Project 1: Pathobiology of Hepatic Epithelia
The long-term objective and specific aim of this project in Dr. LaRusso's Cholangiopathies lab is to test the central hypothesis that normal sensory and transducing activities of cholangiocyte cilia are disrupted in cystic liver disease, leading to altered intracellular signaling and modified miRNA expression, resulting in cholangiocyte hyperproliferation, ductal dysmorphogenesis and hepatic cyst formation.
The specific aims of the hepatic epithelia project are to test three hypotheses:
- Biliary exosomes bind to cholangiocyte cilia with involvement of polycystin 1 (mutated in ADPKD) with or without fibrocystin (mutated in ARPKD), affecting intracellular signaling (cAMP, Hh) and miRNA expression (miR-15a).
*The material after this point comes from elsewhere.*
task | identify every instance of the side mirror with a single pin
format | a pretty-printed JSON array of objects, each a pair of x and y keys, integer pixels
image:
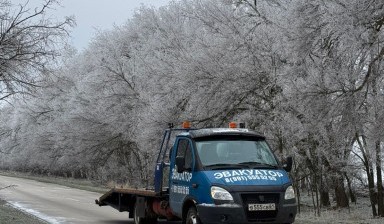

- In cystic cholangiocytes, elevated cAMP reduces expression of miR-15a via transcriptional activation of the CREB-ICER-CRE pathway, causing miR-15a target proteins (Cdc25A, Ptc, Erk1) to increase, leading to hyperproliferation.
- Pharmacologic targeting of MEK, Smo and Cdc25A, components of the cAMP, Hh, and cell cycle machinery, respectively, inhibits cholangiocyte hyperproliferation in vitro and reduces hepatic cystogenesis in vivo in rodent models of ARPKD and ADPKD.